Internet Appreciation Day
Now that online dating is the second most common way to meet that special someone, let’s stop worrying and love the web!
Hear the news? Next to friends and family, online dating is now the second most common way to meet your mate. Now, some of you might be thinking, “Ugh! When will this insipid e-xodus into virtual non-reality stop? First we upload our libidos and sex goes cyber. Then a ‘friend’ becomes someone you accept or decline with a click. Now the wonderful mating dance is nothing but scrolling through personals and sending out pasted pleadings to likely matches. The Internet is the new opium, the world’s waiting to be asked to dance, and if we wanna really get it on we’ve gotta turn it off!”
But hold on a minute. While I’ll freely admit that it’s awfully enticing to fritter away far too much of our personal potential surfing around in a state of useless distraction, I’d like to point out that we often don’t know what something does for us until we stop obsessing over what it’s done to us. Yes, the Internet has ushered in some quite degrading, if not destructive, ways for us to blow our precious time, but to paraphrase McLuhan, the medium is a mirage. An incredibly alluring, accessible, and anonymizing mirage, but a mirage nonetheless. If you don’t look at it, but through it, you’ll see that it’s not there. It’s merely a figment of our infatuation.

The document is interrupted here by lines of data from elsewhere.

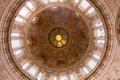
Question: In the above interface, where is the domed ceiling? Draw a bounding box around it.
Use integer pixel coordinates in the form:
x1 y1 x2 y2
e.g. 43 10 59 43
27 7 90 69
8 0 108 79
1 0 117 80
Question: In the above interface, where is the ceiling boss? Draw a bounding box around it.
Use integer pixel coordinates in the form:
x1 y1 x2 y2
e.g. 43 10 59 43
48 27 69 48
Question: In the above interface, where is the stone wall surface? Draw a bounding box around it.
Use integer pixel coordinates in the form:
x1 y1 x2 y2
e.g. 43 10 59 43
0 0 15 80
0 0 10 19
99 1 120 80
100 45 120 80
104 0 120 18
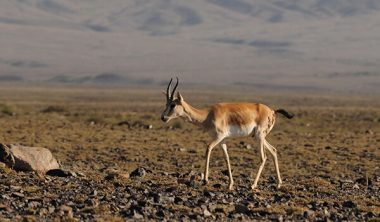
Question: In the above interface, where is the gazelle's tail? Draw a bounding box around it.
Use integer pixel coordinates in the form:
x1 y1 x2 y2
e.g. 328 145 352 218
275 109 294 119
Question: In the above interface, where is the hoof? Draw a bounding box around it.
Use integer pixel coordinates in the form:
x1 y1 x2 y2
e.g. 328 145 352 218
277 183 283 189
251 187 260 193
202 179 208 186
228 184 234 191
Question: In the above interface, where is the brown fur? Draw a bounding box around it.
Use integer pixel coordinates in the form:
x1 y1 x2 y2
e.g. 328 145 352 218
202 103 274 136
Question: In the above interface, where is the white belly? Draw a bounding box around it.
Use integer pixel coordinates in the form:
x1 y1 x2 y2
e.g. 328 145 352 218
227 124 256 137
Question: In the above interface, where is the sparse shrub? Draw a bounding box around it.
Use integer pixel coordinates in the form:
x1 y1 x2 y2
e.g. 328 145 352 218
41 105 66 113
87 115 105 124
141 114 154 120
0 104 15 116
114 113 123 121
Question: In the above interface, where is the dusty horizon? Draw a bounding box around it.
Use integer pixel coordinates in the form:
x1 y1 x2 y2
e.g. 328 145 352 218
1 0 380 94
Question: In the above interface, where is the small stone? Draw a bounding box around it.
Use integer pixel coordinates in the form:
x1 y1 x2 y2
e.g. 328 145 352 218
46 169 74 177
1 194 10 200
48 207 55 214
91 190 98 196
221 170 230 176
203 209 212 217
151 193 162 203
204 191 215 198
144 125 153 129
130 167 147 178
165 196 175 203
0 204 10 212
76 171 86 177
174 196 183 204
133 210 144 219
10 185 22 191
105 170 129 181
340 178 354 183
12 192 25 198
59 205 73 218
117 121 131 127
235 204 250 214
356 177 372 186
268 214 281 221
28 201 40 208
85 198 99 207
324 208 331 217
39 208 48 216
208 204 217 212
156 209 165 218
304 210 314 218
213 183 222 189
104 172 118 180
365 212 375 218
353 184 359 189
343 200 357 208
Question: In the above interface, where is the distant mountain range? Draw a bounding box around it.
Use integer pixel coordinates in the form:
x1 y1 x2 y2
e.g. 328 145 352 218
0 0 379 93
2 0 380 33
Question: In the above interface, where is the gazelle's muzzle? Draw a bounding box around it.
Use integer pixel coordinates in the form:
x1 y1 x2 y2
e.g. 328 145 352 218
161 116 168 122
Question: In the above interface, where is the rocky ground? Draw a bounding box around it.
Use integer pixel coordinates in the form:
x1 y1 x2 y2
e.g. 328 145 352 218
0 85 379 221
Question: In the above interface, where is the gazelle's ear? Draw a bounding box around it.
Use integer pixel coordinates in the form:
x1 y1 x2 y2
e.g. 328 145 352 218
177 92 183 102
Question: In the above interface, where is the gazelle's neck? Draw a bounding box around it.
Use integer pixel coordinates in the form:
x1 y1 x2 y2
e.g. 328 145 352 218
181 100 209 125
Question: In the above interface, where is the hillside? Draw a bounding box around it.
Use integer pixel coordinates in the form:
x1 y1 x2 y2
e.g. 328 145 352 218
0 0 380 93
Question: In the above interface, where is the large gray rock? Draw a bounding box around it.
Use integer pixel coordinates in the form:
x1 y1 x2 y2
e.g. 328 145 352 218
0 144 59 173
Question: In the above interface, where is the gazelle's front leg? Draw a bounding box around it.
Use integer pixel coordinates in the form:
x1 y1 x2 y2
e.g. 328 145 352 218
203 136 225 185
221 143 234 190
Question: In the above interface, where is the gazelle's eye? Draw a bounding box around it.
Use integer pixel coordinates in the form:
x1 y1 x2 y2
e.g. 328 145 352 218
170 104 176 109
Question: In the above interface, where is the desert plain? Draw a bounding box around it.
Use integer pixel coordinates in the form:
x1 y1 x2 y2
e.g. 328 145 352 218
0 84 379 221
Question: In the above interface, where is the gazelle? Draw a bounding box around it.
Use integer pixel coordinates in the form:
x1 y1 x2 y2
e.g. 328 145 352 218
161 78 294 191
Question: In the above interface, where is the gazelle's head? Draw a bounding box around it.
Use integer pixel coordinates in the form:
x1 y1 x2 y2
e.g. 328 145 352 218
161 77 185 123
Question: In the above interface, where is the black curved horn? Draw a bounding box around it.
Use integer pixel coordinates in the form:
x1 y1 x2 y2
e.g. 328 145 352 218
170 77 179 101
166 78 173 101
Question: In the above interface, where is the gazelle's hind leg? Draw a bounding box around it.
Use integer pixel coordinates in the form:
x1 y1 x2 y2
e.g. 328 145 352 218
251 136 267 190
221 143 234 190
264 139 282 188
251 112 275 190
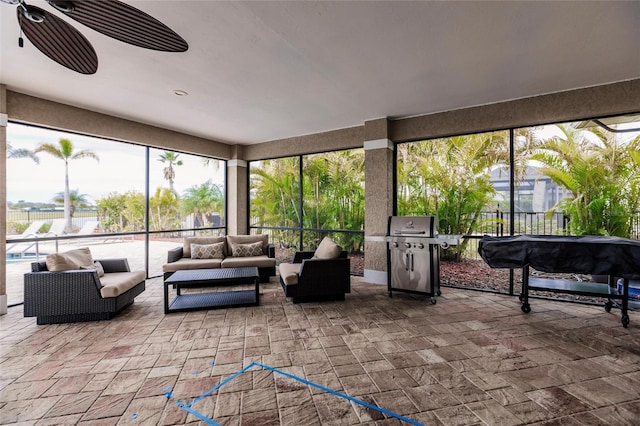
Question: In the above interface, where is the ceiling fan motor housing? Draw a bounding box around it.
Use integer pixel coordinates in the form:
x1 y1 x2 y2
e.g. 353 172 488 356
23 4 45 23
48 0 74 13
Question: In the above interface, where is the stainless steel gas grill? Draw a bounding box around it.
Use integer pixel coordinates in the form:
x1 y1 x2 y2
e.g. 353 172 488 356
385 216 461 303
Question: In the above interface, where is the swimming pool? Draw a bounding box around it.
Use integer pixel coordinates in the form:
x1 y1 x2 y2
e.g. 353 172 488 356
5 252 48 263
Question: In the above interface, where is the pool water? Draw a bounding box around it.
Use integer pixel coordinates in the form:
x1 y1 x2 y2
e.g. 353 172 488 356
5 253 48 263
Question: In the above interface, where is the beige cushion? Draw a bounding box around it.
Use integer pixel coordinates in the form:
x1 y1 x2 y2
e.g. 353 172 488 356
191 242 225 259
279 263 301 286
46 247 94 272
221 255 276 269
314 237 342 259
183 236 226 258
232 241 264 257
227 234 268 256
99 271 145 298
162 258 223 273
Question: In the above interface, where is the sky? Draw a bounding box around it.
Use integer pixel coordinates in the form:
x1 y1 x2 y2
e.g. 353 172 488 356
6 123 225 205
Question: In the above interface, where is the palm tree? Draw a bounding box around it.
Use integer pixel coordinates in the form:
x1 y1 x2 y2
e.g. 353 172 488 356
158 151 183 193
250 158 301 249
251 158 301 229
7 142 39 163
34 138 99 233
52 189 90 221
182 180 224 227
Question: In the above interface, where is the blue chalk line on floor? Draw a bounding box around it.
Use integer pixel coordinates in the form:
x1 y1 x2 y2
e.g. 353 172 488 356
174 360 424 425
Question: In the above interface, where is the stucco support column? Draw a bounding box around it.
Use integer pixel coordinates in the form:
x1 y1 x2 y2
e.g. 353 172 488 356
226 145 248 235
1 84 7 314
363 118 394 285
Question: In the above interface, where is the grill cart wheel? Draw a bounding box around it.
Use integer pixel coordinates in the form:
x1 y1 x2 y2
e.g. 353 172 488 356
622 315 629 328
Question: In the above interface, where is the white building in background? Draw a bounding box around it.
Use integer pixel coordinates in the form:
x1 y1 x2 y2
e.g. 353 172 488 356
491 166 570 213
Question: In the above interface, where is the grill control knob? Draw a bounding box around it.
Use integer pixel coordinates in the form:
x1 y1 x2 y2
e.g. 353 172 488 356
405 243 411 248
392 242 398 248
417 243 424 249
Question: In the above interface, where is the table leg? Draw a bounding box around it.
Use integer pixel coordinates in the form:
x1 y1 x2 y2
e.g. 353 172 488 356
521 265 531 313
604 275 615 313
621 278 630 328
255 276 259 305
164 281 169 314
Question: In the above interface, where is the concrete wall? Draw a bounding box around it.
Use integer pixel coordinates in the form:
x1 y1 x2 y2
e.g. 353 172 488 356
363 119 394 285
244 126 364 161
6 92 231 159
1 86 7 314
227 160 248 235
391 79 640 143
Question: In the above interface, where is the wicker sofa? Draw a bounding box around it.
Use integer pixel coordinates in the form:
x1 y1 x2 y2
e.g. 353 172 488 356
163 234 277 283
279 237 351 303
24 254 145 325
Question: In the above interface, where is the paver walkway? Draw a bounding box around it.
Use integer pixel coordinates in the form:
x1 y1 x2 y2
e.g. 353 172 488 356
1 276 639 425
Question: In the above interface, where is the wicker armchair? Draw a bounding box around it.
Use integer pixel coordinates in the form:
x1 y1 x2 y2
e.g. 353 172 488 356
279 250 351 303
24 258 145 324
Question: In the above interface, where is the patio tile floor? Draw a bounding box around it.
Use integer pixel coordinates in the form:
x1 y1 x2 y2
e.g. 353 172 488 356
1 276 639 425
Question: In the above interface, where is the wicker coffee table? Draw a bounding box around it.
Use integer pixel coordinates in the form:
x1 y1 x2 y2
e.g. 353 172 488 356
163 267 259 313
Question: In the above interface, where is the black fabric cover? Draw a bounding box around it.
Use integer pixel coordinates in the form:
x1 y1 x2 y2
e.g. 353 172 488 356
478 235 640 277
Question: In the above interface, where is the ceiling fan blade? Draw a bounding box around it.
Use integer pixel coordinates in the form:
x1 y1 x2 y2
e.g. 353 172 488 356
48 0 188 52
17 4 98 74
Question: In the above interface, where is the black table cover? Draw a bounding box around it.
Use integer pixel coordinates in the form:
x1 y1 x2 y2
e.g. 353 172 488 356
478 235 640 277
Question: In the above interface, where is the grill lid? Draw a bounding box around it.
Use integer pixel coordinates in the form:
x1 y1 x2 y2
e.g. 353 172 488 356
387 216 438 237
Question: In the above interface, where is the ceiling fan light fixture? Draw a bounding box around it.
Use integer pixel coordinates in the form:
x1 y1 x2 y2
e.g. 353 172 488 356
173 90 188 96
48 0 73 14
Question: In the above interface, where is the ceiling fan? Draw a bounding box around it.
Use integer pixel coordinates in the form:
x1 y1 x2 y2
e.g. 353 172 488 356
2 0 188 74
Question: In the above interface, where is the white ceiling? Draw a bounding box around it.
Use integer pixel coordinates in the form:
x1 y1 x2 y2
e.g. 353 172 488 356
1 1 639 145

And as such, it’s a wonderful thing. It’s a reference library. It’s a gaming world. It’s a community meeting. It’s a political movement. It’s a family reunion. It’s an information booth. It’s a soapbox. It’s a fan zine. It’s an art gallery. It’s a performance space. It’s an awesome singles bar. It’s a fundraising opportunity. It’s an emotional vent. It’s a personal broadcasting channel. And now, it’s the second most common way we find that most important and instinctual of all needs: love.
So I say it’s time to remove the angst over Internet usage, because too much of a good thing may be a bad thing, but it never gets to be a good thing if all you worry about is if it’s a bad thing! Let’s stop feeling guilty, and start feeling giddy, for hanging out online. Let’s realize that it’s not what you’re doing, it’s what you’re doing it for. If you’re spending 50% of your life in the cloud, stop beating yourself up and start patting yourself down: Why am I doing this? What am I getting out of this? How is this making the most of me? Because as long as you plug what’s real about yourself into what you’re doing, then what you’re doing is real, even if it’s virtual.
On February 6, 2012, the second place matchmaking status of online dating was announced. So I say we make that Internet Appreciation Day. On that day we’ll all throw out our “shoulda woulda coulda” about how much we’re on the web and toss ourselves guiltlessly into the cyber sea. We’ll revel in all the files we download, the comments we post, the blogs we read, the friends we accept, the tweets we blast, and the love letters we send to available members, and when we’re done, we’ll log off and fall into the arms of our friends and family, who, need I remind you, are still, and will probably always be, Number One.